Experiment away, and let us know the results!
Pate
brammelo
07-31-2003, 11:56 AM
Polygons vs Objects: it's actually the same story as instances. It's easier to edit Objects, because you have interesting attributes. But rendering is the same, because you have the same amount of polygons. After all, an object is just some piece of logic with a polygonal output.
I haven't seen it confirmed yet, but it might even be that Objects take a tadd longer to calculate, because there's a conversion step which isn't there with pure polygons - but I'm not sure about this one.
What does change is the size of you file: polygons consume a lot more diskspace, which could mean that when working with polygons, you have less memory available - but again, I am not sure about that.
Those are actually questions Srek should answer - he's doing support for Maxon :)
Cheers,
BaRa
Thanks for the input Pate and Brammelo.

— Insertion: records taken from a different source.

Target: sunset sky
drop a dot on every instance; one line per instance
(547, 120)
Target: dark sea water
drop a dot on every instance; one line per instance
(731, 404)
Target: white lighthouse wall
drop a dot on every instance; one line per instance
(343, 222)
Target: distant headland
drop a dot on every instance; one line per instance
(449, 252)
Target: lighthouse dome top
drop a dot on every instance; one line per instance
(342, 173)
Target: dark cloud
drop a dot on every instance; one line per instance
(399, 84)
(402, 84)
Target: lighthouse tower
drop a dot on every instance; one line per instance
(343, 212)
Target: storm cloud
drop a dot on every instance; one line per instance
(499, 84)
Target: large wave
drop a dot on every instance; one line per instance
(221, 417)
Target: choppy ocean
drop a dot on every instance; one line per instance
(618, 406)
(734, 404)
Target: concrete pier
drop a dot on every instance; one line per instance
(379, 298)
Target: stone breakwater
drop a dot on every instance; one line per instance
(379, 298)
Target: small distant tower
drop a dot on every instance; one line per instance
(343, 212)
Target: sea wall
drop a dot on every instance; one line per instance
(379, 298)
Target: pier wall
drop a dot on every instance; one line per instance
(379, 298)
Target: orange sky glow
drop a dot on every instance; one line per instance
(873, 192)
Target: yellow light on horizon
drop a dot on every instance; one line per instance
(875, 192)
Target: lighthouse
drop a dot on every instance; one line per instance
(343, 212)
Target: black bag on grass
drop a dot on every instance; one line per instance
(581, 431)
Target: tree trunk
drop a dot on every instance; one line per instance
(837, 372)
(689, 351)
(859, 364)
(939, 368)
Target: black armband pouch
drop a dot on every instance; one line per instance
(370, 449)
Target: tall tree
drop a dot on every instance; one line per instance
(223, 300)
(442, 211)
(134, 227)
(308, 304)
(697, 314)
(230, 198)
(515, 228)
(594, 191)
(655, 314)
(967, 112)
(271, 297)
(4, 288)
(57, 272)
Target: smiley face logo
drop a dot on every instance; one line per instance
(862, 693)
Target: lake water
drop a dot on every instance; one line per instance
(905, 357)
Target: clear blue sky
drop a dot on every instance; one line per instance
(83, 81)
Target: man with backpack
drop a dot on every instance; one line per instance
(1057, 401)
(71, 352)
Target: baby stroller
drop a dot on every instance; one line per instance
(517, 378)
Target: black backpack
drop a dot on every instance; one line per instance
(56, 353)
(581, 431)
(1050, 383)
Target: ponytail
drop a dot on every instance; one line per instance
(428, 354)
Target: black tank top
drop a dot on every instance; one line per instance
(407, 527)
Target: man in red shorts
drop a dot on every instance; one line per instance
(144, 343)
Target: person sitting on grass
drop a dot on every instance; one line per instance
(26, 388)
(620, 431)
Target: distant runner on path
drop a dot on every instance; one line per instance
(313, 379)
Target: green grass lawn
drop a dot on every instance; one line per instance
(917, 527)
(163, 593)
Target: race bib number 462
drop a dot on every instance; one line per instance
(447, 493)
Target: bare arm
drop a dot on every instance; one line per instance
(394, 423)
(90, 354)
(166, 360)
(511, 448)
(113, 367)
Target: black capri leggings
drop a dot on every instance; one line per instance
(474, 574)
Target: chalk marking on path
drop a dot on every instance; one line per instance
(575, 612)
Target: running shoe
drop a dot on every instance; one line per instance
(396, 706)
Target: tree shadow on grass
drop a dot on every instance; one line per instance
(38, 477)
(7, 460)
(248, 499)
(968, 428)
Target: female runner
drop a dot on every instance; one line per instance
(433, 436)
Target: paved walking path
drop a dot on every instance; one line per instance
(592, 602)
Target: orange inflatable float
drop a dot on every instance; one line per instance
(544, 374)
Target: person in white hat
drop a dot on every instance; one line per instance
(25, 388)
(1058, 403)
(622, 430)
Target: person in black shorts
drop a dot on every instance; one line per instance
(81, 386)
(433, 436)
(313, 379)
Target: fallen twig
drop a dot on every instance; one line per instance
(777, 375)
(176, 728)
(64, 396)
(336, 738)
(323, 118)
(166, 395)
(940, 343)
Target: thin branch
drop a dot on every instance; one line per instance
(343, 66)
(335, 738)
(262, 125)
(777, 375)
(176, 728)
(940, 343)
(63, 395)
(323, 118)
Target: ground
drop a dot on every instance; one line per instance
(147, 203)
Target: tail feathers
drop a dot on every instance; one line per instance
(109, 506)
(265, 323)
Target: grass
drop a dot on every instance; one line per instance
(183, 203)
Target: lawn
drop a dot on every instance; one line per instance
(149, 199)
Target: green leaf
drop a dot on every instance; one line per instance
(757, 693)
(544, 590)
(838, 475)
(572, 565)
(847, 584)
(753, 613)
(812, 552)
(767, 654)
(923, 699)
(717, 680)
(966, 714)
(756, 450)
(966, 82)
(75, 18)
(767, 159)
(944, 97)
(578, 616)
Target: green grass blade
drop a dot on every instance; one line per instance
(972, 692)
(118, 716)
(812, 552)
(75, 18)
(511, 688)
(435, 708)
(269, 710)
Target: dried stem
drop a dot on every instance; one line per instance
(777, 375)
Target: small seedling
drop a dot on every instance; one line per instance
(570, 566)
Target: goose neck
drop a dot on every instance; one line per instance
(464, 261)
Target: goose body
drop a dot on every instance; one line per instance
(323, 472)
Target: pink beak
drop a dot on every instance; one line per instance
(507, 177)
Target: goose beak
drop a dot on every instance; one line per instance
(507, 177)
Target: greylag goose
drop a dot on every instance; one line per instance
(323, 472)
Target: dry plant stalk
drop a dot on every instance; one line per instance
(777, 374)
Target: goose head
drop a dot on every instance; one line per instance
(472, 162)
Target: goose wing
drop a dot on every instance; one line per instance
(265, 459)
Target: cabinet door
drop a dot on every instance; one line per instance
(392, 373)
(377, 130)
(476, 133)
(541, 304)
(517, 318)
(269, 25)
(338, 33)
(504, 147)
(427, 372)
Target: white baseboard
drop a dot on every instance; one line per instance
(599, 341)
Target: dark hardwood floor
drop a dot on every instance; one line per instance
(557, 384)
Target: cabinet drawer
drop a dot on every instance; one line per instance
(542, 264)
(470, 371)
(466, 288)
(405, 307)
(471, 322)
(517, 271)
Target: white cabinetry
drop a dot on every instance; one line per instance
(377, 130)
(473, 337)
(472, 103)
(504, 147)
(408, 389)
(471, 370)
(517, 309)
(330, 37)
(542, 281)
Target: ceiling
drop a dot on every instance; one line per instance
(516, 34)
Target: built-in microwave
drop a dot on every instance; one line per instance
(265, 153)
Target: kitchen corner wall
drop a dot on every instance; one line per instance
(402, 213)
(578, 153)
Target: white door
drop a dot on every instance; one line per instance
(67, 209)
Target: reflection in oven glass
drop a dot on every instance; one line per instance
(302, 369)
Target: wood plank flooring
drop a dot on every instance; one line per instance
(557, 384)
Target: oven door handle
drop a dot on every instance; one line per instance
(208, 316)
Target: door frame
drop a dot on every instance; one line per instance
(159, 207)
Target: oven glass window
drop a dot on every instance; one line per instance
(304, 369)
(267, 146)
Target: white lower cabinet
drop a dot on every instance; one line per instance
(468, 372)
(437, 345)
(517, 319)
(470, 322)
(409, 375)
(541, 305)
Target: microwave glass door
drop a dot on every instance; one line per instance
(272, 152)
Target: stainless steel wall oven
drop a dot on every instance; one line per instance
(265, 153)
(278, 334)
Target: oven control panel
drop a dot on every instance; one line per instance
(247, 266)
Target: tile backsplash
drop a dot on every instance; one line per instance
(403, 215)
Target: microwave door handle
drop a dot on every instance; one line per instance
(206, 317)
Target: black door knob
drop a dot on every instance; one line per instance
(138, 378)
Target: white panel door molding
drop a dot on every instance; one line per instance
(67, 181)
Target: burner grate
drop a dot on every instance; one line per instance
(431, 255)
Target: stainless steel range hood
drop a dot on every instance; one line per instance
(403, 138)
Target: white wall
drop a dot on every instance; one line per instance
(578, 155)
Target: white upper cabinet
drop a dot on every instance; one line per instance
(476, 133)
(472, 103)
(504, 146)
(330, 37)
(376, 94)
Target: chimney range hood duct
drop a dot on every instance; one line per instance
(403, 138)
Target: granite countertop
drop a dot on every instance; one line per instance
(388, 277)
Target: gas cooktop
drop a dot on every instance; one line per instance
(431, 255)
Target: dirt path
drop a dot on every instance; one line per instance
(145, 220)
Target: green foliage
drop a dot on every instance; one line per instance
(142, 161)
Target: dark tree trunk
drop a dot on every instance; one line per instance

I did some experiments last night with a model that I downloaded from noctua (his feurzeug: a lighter). I duped it 10 times (not instanced) and rendered: 2:28. I duped it 10 times as instances and rendered and again: 2:28. So there is definitely no advantage to instancing from the context of rendering. (I also couldn't see any particular advantage in the editor.) Given that, I'm sure that brammelo is correct also, that objects don't speed anything up in the render either.
So continuing from here, what is the point of instancing? I'm certainly missing something here. Srek? Kaiskai? Anyone?
MUST...LEARN...
brammelo
07-31-2003, 12:58 PM
It speeds up editing, not the refresh of the editor window. When you use instances and you want to change the shape of the object, you only change it once (the source object) and the instances follow.
If you didn't use instances, you'd have to change the copies one by one or you'd have to duplicate the changed source object again. So it's really about editing speed, not about redraw speed.
Cheers,
BaRa
Oh, of course! [Fleshy slap of hand on forehead] I misunderstood what you said before, brammelo. I've obviously been wasting some time with a lot of instancing when I should have been modeling. Glad I got that figured out now. Thanks to everyone for their help.